I am trying to save (and index) 170GB file (~915 millions rows and 25 columns) in Elasticsearch cluster. I got a horrible performance on a 5 nodes elasticsearch cluster. The task takes ~5hours. Spark cluster has 150 Cores 10x(15 CPU, 64 RAM).
This is my current worflow:
- Build a Spark Dataframe from multiple parquet files from S3.
- Then save this dataframe to ElasticSearch index using "org.elasticsearch.spark.sql" source from Spark. (I tried many sharding and replication configuration mix without gaining in performance)
This is the Cluster nodes caracteristics
- 5 nodes (16 CPU, 64 RAM, 700GB DISK) each.
- HEAP_SIZE is about 50% of availabe RAM, means 32GB on each node. Configured in /etc/elasticsearch/jvm.options
This is the code which writes the dataframe to ElasticSearch(wrote in scala)

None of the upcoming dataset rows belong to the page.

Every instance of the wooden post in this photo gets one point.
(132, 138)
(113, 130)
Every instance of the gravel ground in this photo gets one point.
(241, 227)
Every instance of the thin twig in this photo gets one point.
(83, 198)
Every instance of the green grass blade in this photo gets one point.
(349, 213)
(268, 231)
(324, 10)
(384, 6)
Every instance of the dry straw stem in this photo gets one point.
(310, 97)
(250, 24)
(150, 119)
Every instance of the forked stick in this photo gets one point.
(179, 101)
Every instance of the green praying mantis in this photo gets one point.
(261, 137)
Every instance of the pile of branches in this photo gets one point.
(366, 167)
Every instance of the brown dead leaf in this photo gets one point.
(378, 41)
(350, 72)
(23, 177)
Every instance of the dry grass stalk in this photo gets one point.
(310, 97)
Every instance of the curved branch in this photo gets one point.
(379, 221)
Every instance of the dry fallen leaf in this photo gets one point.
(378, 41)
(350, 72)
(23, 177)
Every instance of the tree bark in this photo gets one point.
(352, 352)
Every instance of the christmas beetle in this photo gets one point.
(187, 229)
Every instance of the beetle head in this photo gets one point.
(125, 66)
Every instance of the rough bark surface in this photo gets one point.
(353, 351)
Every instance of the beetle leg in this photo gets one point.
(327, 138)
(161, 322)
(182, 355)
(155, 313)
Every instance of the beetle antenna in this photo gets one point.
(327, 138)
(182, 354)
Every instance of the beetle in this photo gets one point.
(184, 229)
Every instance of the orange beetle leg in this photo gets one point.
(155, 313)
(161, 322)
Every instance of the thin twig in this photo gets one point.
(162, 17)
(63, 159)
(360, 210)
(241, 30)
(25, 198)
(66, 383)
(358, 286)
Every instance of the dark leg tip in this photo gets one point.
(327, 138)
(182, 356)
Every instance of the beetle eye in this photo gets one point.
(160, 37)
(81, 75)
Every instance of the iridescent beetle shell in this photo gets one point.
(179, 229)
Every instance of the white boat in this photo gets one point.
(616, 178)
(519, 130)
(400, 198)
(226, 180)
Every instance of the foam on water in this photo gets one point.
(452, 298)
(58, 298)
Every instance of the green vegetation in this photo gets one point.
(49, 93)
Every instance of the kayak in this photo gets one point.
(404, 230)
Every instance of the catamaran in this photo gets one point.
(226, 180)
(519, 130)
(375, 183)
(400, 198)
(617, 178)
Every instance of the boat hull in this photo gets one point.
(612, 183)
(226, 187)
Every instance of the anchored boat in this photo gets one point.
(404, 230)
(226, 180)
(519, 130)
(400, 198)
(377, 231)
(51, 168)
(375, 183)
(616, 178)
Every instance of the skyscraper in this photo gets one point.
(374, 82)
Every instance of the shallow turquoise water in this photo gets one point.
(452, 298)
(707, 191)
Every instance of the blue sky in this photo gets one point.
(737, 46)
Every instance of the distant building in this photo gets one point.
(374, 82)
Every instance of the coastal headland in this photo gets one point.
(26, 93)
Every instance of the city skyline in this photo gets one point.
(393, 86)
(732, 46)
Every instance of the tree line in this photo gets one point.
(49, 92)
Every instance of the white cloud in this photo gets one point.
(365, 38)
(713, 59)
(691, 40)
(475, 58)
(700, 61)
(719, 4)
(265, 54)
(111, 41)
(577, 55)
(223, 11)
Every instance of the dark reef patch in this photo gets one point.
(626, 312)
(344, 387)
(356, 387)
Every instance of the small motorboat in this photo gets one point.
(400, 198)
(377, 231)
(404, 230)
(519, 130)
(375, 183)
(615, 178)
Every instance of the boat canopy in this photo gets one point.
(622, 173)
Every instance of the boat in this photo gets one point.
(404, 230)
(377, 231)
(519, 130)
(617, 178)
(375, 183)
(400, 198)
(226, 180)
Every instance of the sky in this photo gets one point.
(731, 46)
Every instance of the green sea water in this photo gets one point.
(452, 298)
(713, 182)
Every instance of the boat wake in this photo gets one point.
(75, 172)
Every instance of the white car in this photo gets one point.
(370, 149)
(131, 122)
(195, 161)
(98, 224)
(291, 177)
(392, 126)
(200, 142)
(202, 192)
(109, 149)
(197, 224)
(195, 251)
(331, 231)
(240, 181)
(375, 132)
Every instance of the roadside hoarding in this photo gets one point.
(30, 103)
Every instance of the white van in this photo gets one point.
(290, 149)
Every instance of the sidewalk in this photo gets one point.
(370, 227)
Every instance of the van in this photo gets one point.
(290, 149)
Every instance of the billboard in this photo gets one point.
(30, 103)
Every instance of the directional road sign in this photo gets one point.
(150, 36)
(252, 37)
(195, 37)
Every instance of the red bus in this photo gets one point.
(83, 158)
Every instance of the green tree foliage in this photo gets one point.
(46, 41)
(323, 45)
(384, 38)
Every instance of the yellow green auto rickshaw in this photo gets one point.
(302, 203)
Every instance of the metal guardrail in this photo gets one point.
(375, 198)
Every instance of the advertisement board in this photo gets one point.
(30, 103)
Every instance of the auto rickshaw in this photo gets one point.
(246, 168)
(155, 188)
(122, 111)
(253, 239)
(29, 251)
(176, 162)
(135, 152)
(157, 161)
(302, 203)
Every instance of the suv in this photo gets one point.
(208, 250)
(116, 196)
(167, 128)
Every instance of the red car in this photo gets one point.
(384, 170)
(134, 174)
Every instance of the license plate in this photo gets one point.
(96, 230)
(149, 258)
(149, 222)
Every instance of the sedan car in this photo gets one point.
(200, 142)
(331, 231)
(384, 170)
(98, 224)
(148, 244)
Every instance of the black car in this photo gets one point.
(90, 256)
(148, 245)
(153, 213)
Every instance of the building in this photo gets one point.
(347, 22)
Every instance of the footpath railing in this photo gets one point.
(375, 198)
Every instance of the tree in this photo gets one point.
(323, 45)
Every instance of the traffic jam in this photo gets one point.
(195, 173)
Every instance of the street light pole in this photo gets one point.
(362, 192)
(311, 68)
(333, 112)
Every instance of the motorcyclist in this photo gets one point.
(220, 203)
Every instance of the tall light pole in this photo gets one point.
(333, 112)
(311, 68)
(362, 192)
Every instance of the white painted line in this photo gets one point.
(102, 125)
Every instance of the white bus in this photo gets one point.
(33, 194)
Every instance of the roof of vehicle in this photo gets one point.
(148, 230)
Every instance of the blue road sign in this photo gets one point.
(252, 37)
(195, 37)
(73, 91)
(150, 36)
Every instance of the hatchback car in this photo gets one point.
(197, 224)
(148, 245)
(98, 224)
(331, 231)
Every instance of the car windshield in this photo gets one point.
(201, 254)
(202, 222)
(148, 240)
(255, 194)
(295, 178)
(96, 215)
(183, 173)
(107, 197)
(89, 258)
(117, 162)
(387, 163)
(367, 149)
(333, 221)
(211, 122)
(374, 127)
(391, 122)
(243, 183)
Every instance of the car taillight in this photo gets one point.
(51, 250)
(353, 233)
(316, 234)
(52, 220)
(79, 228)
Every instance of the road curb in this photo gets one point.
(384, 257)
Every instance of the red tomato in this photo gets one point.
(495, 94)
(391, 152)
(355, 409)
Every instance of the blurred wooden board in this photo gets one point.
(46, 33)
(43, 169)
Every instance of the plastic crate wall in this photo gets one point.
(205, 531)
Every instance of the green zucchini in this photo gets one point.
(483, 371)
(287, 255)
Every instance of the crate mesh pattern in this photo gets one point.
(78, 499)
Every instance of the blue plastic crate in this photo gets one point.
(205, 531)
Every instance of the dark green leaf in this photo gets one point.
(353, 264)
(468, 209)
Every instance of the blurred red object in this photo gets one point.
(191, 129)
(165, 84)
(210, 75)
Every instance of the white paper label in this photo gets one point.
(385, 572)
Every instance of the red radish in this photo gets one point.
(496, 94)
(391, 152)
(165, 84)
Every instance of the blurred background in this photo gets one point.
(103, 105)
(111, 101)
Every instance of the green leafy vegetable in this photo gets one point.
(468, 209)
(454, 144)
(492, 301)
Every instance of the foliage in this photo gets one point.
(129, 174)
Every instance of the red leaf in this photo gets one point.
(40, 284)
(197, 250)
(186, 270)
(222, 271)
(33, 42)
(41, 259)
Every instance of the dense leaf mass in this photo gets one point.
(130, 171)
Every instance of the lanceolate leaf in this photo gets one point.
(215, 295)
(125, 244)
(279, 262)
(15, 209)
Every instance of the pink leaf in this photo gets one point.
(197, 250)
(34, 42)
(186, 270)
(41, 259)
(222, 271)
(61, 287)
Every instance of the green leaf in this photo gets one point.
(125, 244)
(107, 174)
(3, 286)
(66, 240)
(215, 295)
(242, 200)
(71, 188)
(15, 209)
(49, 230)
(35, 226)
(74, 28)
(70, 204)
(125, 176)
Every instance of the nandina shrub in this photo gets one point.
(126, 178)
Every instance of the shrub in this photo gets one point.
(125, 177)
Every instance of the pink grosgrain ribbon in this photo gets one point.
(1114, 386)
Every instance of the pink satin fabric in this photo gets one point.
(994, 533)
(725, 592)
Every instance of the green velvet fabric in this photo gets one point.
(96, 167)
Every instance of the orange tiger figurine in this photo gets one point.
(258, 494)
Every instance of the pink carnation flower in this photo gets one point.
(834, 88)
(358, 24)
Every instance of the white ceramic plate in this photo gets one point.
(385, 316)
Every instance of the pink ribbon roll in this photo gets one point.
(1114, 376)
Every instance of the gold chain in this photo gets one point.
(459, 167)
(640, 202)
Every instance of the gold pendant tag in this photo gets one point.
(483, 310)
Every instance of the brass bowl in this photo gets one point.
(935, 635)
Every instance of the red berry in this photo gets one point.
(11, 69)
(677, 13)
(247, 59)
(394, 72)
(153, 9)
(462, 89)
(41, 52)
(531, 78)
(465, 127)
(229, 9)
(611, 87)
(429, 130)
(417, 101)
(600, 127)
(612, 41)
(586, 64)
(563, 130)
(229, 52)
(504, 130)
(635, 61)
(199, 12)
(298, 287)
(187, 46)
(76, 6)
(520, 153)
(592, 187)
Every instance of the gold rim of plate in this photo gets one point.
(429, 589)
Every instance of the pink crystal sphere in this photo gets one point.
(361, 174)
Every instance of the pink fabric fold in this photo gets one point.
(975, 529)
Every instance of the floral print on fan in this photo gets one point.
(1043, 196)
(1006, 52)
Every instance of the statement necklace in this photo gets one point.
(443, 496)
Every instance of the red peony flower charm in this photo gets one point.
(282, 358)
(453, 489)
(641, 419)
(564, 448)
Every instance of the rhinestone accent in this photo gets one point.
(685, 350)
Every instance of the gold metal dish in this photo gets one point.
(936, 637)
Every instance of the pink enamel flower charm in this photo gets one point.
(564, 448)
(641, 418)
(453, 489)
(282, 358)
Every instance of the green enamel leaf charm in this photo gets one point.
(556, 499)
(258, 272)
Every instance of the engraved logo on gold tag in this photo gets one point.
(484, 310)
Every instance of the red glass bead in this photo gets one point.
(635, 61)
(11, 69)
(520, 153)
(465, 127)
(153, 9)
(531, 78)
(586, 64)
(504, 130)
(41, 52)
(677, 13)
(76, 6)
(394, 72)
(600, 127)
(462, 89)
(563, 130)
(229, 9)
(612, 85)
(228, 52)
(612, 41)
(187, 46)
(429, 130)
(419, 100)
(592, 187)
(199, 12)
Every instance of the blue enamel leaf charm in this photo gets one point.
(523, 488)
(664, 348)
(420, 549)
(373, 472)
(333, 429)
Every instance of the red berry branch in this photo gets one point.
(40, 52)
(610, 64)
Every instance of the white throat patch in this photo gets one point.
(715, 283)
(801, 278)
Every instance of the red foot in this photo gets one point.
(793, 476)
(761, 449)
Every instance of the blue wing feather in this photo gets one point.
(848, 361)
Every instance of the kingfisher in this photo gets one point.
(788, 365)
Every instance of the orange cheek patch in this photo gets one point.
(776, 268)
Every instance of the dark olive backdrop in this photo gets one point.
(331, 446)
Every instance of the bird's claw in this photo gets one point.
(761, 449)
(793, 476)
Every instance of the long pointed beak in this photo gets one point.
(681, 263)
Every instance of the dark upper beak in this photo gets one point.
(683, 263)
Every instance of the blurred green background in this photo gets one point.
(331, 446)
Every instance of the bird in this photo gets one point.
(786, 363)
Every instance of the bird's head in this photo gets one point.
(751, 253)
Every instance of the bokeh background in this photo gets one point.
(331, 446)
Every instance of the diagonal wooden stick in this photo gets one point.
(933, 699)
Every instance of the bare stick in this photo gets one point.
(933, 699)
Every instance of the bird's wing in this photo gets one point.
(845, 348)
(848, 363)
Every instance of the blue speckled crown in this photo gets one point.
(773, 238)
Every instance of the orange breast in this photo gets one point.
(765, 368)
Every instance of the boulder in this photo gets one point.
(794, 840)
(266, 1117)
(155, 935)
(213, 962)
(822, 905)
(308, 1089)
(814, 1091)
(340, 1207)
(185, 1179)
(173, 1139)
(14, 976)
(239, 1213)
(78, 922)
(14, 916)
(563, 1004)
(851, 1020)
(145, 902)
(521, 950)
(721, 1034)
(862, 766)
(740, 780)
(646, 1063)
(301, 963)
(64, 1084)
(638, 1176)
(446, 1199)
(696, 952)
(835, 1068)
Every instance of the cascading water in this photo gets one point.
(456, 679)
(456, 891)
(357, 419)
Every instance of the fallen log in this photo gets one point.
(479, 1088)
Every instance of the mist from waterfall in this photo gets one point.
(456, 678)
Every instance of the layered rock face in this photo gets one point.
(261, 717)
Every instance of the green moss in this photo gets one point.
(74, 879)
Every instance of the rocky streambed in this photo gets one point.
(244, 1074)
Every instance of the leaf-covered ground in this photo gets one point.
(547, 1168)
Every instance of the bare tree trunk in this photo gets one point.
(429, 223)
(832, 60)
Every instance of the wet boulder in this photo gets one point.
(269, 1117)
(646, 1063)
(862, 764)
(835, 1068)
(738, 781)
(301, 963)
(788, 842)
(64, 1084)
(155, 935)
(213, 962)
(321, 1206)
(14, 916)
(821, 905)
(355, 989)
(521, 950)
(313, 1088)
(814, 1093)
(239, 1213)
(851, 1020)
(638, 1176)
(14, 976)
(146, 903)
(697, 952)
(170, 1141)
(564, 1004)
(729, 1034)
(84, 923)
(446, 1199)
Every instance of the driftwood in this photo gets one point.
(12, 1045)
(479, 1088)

writeDFToEs(whole_df, "main-index")
The writeDFToEs function:
def writeDFToEs(df: DataFrame, index: String) = {
df.write
.format("org.elasticsearch.spark.sql")
.option("es.nodes", "192.168.1.xxx")
.option("es.http.timeout", 600000)
.option("es.http.max_content_length", "2000mb")
.option("es.port", 9200)
.mode("overwrite")
.save(s"$index")
}
Can you help me finf out what I am not doing well and how to fi it?
Thanks in advance.
CodePudding user response:
Answering my own question.
As suggested by @warkolm, I focused on _bulk
.
I am using es-hadoop connector, so I had to tweak es.batch.size.entries
parameter.
After running a bunch of tests, (testing various values), I finally got better results (still not optimal though) with es.batch.size.entries
set to 10000 and following values in ES index template.
{
"index": {
"number_of_shards": "10",
"number_of_replicas": "0",
"refresh_interval": "60s"
}
}
Finally, my df.write
looks like this:
df.write
.format("org.elasticsearch.spark.sql")
.option("es.nodes", es_nodes)
.option("es.port", es_port)
.option("es.http.timeout", 600000)
.option("es.batch.size.entries", 10000)
.option("es.http.max_content_length", "2000mb")
.mode("overwrite")
.save(s"$writeTo")
Now the process takes ~3h (2h 55 min) instead of 5 hours.
I am still improving the configs and code. I will update if I got better performance.